MERIDA, Yucatán (La Jornada Maya) – “I have been meeting a lot of people in the market who are no longer going to open. Likely, 40 percent of the restaurants that closed will no longer open their doors. This is due to liquidity issues or because there are others that no longer want to start again.” Explained by Jorge Valencia, director of the Interfranchise Consultancy, during the “Planning the Reopening” Restaurant Forum, while adding that of those that will open, not all will be open by December.

Valencia, a specialist in franchise models in the food and beverage sector, said that “what we leave behind is not what we will find. We will face a completely different world out there”.

Guillermo Mantilla, National Soft’s marketing manager, said that both the federal and state plan of reopening “it is not very clear how the industry will operate.

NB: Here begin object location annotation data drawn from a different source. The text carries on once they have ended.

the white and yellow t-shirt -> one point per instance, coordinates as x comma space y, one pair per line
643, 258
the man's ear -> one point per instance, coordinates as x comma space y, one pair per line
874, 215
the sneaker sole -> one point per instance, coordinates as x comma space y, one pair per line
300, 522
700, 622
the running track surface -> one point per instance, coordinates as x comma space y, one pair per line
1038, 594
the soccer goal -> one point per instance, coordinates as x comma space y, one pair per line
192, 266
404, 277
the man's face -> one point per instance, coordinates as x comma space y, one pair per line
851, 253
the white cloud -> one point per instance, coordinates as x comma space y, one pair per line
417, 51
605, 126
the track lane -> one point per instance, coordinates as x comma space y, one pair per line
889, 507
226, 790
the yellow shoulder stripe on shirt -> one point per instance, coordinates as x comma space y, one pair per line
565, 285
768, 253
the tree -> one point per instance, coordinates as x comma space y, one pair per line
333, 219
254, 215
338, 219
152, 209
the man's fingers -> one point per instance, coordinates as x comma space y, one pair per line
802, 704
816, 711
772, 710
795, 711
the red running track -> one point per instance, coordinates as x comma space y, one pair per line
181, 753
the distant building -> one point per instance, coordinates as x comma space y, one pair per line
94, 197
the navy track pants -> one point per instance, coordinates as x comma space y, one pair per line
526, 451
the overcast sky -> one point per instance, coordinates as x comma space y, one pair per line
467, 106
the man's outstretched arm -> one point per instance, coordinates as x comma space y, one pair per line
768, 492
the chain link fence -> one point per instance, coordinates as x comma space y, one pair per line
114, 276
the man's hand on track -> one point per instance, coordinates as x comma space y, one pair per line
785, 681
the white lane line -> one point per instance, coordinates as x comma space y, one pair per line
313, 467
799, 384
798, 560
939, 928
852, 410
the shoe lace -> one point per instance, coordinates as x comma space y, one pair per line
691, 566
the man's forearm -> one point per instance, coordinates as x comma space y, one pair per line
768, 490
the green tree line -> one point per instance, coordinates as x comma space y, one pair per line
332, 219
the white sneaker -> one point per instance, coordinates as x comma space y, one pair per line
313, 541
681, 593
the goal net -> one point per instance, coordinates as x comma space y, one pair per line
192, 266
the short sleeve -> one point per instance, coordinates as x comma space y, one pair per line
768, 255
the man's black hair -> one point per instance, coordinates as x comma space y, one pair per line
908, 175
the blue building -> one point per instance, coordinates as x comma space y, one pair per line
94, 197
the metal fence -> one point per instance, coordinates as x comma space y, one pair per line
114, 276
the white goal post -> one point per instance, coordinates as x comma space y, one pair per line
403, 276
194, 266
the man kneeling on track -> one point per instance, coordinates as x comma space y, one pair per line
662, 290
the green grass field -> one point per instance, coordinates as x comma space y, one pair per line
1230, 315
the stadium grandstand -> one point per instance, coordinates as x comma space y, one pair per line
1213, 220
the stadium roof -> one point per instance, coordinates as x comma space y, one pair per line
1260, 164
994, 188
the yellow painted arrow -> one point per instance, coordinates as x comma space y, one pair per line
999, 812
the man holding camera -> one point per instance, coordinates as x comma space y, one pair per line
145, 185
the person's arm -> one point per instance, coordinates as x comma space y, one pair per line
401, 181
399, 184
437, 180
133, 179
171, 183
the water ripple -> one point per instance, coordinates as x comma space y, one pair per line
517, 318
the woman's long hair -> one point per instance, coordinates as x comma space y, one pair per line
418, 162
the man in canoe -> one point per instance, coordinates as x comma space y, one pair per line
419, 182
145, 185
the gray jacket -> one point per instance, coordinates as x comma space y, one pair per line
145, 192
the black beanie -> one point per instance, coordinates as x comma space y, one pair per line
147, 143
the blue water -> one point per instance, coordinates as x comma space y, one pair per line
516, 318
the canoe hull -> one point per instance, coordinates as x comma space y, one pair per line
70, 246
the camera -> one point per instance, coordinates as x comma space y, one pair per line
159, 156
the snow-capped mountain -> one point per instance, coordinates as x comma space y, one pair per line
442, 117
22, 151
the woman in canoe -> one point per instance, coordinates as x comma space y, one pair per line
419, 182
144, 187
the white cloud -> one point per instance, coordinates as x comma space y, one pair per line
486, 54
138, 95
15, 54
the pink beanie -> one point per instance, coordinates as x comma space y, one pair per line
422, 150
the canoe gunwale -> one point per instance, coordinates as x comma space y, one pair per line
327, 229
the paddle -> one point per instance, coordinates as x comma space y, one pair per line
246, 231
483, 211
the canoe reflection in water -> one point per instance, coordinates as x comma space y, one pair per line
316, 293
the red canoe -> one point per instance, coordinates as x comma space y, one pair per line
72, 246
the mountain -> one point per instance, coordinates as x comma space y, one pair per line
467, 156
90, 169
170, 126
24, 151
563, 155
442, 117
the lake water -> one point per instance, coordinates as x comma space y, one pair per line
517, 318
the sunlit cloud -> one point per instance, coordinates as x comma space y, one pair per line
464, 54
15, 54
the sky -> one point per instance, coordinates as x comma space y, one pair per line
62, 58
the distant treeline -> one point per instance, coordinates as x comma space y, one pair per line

We only know that each state will make a plan and adapt it to their entities. There are no specifics about the protocols of care and opening. There are no official documents; there is a national Canirac document, a guide of recommendations for restaurants, but it is from the private initiative, not the government.” He added.

The situation has changed completely. We have to review our financial models to know how much cash flow we need, at least, by December, to support our business and review economic models. If we open, we must have enough to support the business”.

On the other hand, he said that the customer’s buying moments have probably already changed. 40 or 50 percent of the sale will have to trough home delivery. “We will have to think of a new message, what we are going to provide to the customers, and how we are going to get them back.”

Unfavorable outlook
Nayeli Robles, director of economic analysis at the Unifin Finance Company, predicts a 3 percent contraction globally, the most significant drop since the Great Depression of 1929, according to the International Monetary Fund (IMF). “In Mexico, the outlook is similar to the rest of the world, even more so unfavorable. The IMF anticipates a 6.6 percent contraction of the Gross Domestic Product (GDP), including analysts who predict a 7.6 percent drop and could reach, according to the most pessimistic, as much as 12 percent.

Roberto Quintero Vega, vice-president of the National Chamber of the Restaurant and Seasoned Food Industry (Canirac), said the first challenge would be to manage cash flow. The second is the health issues. “Not everyone will have the means to install screens or sanitizing tunnels. The third is to understand the new consumer”.

For the vice president of Tourism and Culture of the National Chamber of Commerce, Services and Tourism (Canaco) in Puebla, Guadalupe Lozano Garfias, the highest challenge will be to gain the confidence of tourists, travelers, and diners. She explained it will be imperative to start with local tourism, making adjustments “to the area in which we are”; from there, move on to national tourism.

Finally, the experts agreed that tourism in the international markets will have a slower recovery. It will take between 6 to 12 months to become fully active.

The losses
Due to the health emergency, one-third of the restaurants closed, and sales decreased by up to 90 percent in some states, according to the national Canirac.

As a result, CANIRAC estimated that 65 percent of restaurants in Mexico would have a higher risk of bankruptcy. Roughly 300,000 jobs will be lost if no action is taken to counteract the crisis that is currently underway.

Several restaurants have expressed their discontent in social networks to the applications of food delivery at home because of the increase in their commissions. They are left with more than 30 percent of the total cost of orders and make the operation of restaurants in this mode unaffordable.